Medical Negligence Compensation in Florida
Tampa Bay Medical Malpractice Lawyers Explain Lawsuits & Compensation
Who would ever want to be hurt so badly that it would be worth a bunch of money? Who would say, I will literally give up my right arm in exchange for one million dollars? In trial for medical malpractice, jurors cannot put themselves in the shoes of the victim. The medical malpractice lawyer representing someone harmed cannot ask the jury how much do you think this injury is worth if it was you?
No one gets rich through medical malpractice cases. “Winning” a medical malpractice case is not a joyous celebration, but rather, it ensures victims receive enough money to survive. The law creates a fiction, and in that fiction, I give you X number of dollars to make you whole. Of course, money does not make you whole after an injury from medical malpractice. Victims of medical negligence and catastrophic injuries need support, and we have decades of experience recovering successful results for them.
Our Tampa Bay medical malpractice attorneys have a unique blend of experience that they bring to malpractice cases. Attorney Richard M. Shapiro grew up in a family of medical professionals. He has been involved with the medical community in some capacity throughout his life. Attorney J. Brent Jones served as a defense lawyer for the health insurance industry before he represented victims. Thus, he understands how to plan a comprehensive strategy that anticipates the defense’s every move.

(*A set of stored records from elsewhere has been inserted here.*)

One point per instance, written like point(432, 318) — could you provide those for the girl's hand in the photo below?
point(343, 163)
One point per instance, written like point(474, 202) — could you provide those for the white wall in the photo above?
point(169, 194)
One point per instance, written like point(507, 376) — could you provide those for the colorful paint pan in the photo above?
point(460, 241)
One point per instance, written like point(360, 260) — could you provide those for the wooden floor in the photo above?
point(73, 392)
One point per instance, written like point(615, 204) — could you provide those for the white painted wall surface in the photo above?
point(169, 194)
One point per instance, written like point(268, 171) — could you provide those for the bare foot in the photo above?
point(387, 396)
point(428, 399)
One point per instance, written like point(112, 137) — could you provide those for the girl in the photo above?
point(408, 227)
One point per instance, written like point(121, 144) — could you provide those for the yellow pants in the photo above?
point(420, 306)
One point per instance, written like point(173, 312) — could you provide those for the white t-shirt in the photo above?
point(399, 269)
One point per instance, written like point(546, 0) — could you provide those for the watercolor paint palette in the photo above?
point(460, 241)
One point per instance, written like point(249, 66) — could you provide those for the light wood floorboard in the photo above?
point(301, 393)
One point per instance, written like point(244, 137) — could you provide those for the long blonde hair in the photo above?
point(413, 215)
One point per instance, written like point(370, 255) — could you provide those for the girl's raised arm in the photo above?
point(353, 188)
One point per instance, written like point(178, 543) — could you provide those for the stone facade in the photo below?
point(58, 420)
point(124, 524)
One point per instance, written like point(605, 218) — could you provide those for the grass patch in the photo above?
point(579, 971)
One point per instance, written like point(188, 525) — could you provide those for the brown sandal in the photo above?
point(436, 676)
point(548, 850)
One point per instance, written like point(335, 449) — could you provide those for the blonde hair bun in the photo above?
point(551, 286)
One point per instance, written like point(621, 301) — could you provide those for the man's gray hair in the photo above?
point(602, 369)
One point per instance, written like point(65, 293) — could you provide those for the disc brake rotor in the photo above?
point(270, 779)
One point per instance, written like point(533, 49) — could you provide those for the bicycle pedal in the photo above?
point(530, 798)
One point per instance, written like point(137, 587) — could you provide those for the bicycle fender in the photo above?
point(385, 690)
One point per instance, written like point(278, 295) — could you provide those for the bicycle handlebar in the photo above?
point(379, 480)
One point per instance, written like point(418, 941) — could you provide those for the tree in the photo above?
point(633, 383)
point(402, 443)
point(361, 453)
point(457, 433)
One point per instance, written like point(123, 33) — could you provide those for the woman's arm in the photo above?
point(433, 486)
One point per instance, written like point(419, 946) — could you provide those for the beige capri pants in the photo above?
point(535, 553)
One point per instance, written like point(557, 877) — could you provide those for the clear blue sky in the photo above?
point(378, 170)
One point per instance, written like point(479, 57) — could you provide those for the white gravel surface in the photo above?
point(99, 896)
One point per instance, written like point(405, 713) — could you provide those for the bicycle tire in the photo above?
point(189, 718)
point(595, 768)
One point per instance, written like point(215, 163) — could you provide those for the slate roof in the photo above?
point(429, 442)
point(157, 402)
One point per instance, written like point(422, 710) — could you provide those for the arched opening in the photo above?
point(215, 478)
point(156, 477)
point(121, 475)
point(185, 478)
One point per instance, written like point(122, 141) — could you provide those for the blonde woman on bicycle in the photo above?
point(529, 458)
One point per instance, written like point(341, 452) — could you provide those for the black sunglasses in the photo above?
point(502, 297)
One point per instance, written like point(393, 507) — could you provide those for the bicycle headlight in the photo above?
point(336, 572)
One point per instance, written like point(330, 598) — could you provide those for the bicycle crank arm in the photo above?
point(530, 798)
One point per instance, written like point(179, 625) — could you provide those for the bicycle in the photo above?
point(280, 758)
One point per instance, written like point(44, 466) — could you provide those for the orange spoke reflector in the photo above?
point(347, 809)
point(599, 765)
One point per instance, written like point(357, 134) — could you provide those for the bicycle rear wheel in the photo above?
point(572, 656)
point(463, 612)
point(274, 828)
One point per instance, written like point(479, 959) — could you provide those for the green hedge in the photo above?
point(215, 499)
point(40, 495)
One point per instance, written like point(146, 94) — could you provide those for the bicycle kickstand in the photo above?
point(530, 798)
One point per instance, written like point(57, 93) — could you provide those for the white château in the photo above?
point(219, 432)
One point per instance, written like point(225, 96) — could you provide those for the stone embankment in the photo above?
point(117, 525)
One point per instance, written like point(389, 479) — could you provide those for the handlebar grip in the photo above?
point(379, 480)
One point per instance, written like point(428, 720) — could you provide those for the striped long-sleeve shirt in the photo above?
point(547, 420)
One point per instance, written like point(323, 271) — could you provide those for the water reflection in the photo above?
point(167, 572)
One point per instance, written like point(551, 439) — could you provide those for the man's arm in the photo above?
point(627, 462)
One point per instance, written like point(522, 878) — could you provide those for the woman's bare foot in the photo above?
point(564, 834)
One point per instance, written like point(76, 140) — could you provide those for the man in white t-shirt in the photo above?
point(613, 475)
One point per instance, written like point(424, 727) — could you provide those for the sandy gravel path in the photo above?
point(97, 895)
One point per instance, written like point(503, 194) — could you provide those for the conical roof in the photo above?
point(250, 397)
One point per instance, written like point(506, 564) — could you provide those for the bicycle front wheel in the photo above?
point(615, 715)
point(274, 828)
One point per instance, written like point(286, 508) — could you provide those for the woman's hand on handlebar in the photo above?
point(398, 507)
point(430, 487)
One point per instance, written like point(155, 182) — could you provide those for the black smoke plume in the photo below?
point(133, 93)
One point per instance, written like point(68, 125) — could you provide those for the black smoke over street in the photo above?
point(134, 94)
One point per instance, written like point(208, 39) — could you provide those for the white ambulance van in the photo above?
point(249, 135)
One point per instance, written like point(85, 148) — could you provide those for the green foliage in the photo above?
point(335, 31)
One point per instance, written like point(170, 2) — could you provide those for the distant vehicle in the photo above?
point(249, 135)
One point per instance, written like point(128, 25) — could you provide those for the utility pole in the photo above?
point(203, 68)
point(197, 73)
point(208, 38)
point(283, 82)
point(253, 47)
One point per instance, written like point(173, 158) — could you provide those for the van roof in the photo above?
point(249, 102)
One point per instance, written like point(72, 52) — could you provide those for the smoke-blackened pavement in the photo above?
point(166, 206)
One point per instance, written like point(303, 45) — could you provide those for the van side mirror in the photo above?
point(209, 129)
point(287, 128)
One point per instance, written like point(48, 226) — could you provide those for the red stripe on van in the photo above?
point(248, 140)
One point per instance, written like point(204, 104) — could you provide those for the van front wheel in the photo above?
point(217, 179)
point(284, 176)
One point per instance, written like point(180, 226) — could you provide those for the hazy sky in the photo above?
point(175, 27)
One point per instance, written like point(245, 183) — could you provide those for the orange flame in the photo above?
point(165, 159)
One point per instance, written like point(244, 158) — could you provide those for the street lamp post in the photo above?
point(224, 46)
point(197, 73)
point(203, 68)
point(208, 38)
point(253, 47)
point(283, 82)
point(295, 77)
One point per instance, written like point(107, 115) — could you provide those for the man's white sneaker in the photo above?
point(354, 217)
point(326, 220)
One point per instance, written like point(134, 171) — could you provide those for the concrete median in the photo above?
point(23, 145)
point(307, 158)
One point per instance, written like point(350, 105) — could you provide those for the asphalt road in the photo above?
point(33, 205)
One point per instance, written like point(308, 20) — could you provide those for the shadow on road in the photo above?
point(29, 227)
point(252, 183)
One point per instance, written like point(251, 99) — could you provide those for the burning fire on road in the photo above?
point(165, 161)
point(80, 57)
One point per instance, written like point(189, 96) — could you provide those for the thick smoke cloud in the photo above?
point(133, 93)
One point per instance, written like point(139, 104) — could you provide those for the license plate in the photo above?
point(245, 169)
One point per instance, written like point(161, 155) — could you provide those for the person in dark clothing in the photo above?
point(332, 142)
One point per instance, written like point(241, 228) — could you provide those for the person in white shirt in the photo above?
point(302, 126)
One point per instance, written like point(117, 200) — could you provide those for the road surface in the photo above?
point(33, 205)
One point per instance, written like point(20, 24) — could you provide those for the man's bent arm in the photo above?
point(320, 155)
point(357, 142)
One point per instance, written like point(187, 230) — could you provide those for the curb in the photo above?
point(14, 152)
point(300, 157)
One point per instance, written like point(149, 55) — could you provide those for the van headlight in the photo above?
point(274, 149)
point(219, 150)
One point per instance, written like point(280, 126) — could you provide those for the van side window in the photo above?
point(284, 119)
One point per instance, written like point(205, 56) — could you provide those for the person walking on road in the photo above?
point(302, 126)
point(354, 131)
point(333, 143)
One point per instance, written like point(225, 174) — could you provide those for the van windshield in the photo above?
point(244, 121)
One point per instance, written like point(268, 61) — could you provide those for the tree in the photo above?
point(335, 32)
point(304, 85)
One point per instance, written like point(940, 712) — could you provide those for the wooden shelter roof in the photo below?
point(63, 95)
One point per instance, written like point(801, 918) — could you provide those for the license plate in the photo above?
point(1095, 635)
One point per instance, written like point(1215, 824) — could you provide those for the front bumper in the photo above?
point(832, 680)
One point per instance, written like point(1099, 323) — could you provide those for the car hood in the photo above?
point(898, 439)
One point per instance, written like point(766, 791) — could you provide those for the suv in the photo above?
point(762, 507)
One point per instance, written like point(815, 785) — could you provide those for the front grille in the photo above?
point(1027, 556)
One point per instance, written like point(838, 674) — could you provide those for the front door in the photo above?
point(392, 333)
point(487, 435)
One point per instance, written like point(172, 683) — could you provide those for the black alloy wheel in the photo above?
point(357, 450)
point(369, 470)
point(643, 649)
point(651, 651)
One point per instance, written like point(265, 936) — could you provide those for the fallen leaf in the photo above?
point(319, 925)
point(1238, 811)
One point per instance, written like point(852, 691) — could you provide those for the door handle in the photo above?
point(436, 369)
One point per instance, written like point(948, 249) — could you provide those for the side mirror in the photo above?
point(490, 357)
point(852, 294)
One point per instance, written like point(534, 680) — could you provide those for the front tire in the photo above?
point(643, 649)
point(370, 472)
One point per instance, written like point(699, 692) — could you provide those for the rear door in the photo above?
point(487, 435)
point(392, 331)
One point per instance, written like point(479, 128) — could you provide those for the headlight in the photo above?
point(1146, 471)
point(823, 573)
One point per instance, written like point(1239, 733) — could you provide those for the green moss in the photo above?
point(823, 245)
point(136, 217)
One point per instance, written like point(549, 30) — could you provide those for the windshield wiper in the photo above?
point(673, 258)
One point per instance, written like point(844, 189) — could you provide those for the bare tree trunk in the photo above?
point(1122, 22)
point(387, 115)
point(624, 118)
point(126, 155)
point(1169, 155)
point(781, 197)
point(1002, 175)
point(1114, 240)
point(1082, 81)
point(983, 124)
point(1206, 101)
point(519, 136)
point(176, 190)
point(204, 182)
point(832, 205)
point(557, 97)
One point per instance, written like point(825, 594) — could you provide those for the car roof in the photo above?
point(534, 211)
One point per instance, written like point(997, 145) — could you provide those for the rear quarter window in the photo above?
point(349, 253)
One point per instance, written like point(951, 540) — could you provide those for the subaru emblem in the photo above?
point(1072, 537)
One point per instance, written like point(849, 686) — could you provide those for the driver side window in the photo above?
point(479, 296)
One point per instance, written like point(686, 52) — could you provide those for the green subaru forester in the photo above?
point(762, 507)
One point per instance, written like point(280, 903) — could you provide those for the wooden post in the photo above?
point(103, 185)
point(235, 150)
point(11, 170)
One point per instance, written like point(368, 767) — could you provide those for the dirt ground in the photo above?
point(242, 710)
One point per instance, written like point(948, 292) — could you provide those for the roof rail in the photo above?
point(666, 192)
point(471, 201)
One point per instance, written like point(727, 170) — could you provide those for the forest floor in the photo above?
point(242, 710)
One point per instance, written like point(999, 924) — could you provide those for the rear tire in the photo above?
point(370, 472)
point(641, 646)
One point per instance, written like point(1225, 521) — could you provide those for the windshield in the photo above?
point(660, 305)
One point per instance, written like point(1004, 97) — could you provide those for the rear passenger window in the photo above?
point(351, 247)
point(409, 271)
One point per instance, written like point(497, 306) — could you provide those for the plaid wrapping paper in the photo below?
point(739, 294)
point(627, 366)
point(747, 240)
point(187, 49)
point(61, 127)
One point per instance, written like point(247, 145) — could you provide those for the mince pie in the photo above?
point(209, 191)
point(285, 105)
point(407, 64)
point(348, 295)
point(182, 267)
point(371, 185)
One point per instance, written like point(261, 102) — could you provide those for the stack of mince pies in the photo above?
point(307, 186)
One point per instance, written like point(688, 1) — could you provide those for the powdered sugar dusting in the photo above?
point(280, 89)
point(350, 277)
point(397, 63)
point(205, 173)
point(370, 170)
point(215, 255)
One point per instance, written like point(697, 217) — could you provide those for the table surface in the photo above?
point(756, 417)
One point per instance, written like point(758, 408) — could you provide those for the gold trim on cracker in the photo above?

Types of Medical Negligence Compensation
Compensation, whether awarded by a verdict or negotiated through a settlement, generally comes in three forms as allowed by Florida medical malpractice law:
- Economic damages are objective and verifiable monetary losses resulting from the claim. These can include past and future medical expenses, loss of past and future wages, loss of employment or business opportunities and any other expense that is quantifiable and reimbursable. Lawyers for victims can often present hospital or insurance bills, paychecks and other transaction statements that show exactly the amount a victim paid or would have earned. Economic damages can be tremendous in medical malpractice cases since victims of serious injuries often accumulate significant medical bills and must leave work for an extended time, assuming they are capable of returning to their previous jobs at all.In addition, sometimes economic damages may represent more than simply the cost of health care; there is an element of money damages for “attendant care”. This might be a skilled person whose job it is to assist in the day-to-day tasks for such simple things as showering, bathing, shopping, etc. Attendant cases of catastrophic injuries almost always include an expert witness, referred to as a life care planner. Life care planners are specially trained people with backgrounds in rehabilitation, both vocational and physical. Their job is to put together an overall plan of care for the years remaining in the victim’s life.
- Non-economic damages are more difficult to calculate. Non-economic damages are the “loss that nobody can put a price tag on” such as the loss of enjoyment of life, disfigurement, emotional pain and suffering, anguish, etc. These damages do not come with receipts. But, they are just as valid as economic damages. Florida has a monetary cap depending on the severity of the injury, the number of defendants involved and whether or not hospitals or clinics are being sued. All of these caps remain tenuous in light of the recent Florida Supreme Court ruling that wrongful death damage caps for medical malpractice are unconstitutional. As such, the Florida Supreme Court recently opted to remove caps for non-economic damages in wrongful death medical malpractice cases.
- Punitive damages punish and deter reckless actions committed through malice. This is a rare type of compensation awarded, but it is possible if the malpractice is particularly egregious. Punitive damages are separate from economic and non-economic damages because they do not compensate any loss. Instead, they solely punish the wrongdoer.
Richard M. Shapiro is one of few attorneys that had a punitive damage award upheld by the Florida Supreme Court. Punitive damages are usually for either reckless or wanton behavior, or an intentional act of wrongdoing. Under Florida medical malpractice law, it applies for a defendant that acts with a “man-endangering” state of mind.